Non c’è molta differenza tra queste sparate e le presunte rettifiche sulla traduzione di Grillo: entrambe sembrano partire dal presupposto che, tanto, il Paese e la propria base si berranno qualsiasi versione dei fatti, in barba alla verità. E il bello è che questo succede: la colpa, in quest’ottica, è sempre dei media, che danno esclusivamente notizie tendenziose e false — anche quando riportano l’ovvio. È una nuova forma di censura: se le destre del Novecento soffocavano il potere della stampa e dei fatti oggettivi chiudendo testate o prendendone il controllo, adesso sembrano aver capito che è inutile darsi tanta pena — basta far credere a un numero sufficiente di persone che tutti i giornali mentano.
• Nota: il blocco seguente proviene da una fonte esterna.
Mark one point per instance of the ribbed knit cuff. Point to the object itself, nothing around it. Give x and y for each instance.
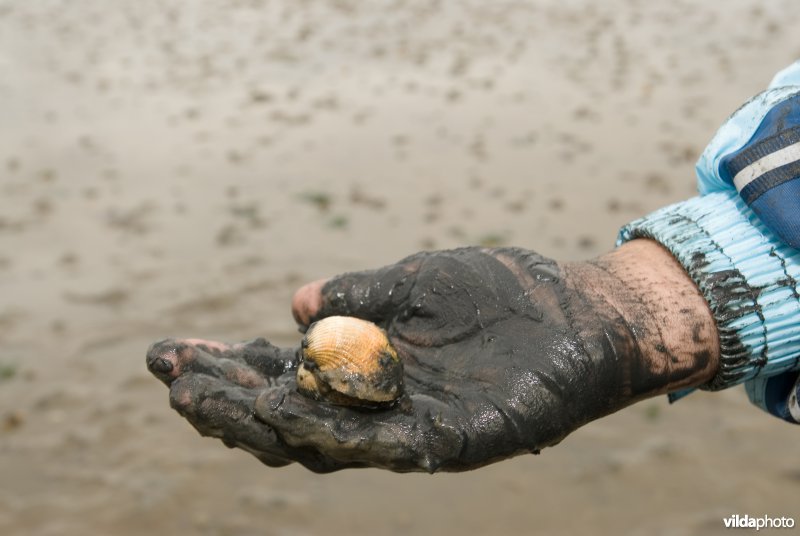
(746, 274)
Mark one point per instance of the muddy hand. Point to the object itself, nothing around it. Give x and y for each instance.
(504, 353)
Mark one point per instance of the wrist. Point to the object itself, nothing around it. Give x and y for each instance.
(643, 302)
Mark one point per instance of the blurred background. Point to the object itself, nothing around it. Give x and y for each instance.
(178, 168)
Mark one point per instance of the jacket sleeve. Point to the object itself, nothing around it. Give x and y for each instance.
(740, 242)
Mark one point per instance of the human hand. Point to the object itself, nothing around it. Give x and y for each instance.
(504, 352)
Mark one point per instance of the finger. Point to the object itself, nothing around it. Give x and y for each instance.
(373, 295)
(225, 411)
(251, 364)
(421, 435)
(307, 302)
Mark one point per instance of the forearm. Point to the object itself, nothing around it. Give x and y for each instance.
(642, 300)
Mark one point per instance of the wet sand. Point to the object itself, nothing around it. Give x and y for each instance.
(169, 170)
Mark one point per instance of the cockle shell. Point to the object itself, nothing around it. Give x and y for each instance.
(349, 361)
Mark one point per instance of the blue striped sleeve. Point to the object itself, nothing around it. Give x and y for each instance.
(748, 224)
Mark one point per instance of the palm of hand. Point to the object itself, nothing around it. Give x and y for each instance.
(492, 369)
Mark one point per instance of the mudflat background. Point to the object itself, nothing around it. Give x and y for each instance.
(178, 168)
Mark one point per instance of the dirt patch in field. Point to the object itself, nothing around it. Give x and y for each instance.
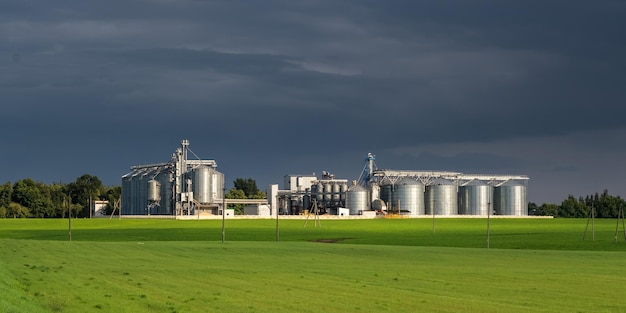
(332, 240)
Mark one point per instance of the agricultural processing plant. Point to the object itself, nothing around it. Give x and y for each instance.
(330, 265)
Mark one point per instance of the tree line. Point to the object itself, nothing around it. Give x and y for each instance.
(244, 188)
(604, 205)
(28, 198)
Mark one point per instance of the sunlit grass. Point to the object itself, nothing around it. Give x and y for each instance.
(374, 266)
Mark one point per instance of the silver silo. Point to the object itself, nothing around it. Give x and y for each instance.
(343, 189)
(510, 199)
(202, 184)
(317, 192)
(336, 192)
(379, 205)
(356, 200)
(328, 191)
(154, 191)
(408, 197)
(441, 196)
(386, 191)
(475, 198)
(217, 185)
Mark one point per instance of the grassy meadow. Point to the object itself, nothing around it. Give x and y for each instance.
(381, 265)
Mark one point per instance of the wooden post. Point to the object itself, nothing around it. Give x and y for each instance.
(69, 218)
(223, 215)
(488, 223)
(276, 206)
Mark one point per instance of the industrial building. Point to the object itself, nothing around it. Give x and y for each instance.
(178, 187)
(184, 187)
(405, 193)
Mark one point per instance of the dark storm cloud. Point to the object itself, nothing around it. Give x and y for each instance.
(303, 86)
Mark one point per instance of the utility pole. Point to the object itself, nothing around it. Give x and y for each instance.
(488, 223)
(276, 206)
(223, 215)
(69, 217)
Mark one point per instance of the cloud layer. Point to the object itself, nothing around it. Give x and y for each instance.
(278, 87)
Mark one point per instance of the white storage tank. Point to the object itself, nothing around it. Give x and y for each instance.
(510, 199)
(154, 191)
(441, 196)
(356, 200)
(202, 189)
(408, 197)
(475, 198)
Oltre a questa chicca rivelatoria, anche il resto dell’intervista dà un’indicazione precisa della direzione verso cui sta navigando il Movimento. Già solo il concetto di “statisti forti” — o “uomini di Stato forti” che dir si voglia — dovrebbe far storcere il naso ai militanti del Movimento provenienti da una tradizione di sinistra. È però perfettamente in linea con il versante politico a cui in questo momento guarda Grillo e, a un livello più profondo, con la natura stessa del Movimento, costruito su un impianto verticistico che dà poteri alla base soltanto in apparenza.
Tutte le scelte importanti del partito–azienda sono prese a Milano, da Grillo e da un pugno di uomini della Casaleggio Associati, che si muovono in modo più simile a un reparto marketing di una grande azienda che a quello di un partito.
Vogliamo contare di più in Europa? Proviamo ad allearci coi liberali di Verhofstadt. Vogliamo andare al Governo anche col sistema proporzionale? Ridefiniamo il nostro programma in modo che Salvini, dopo le elezioni, non possa dirci di no.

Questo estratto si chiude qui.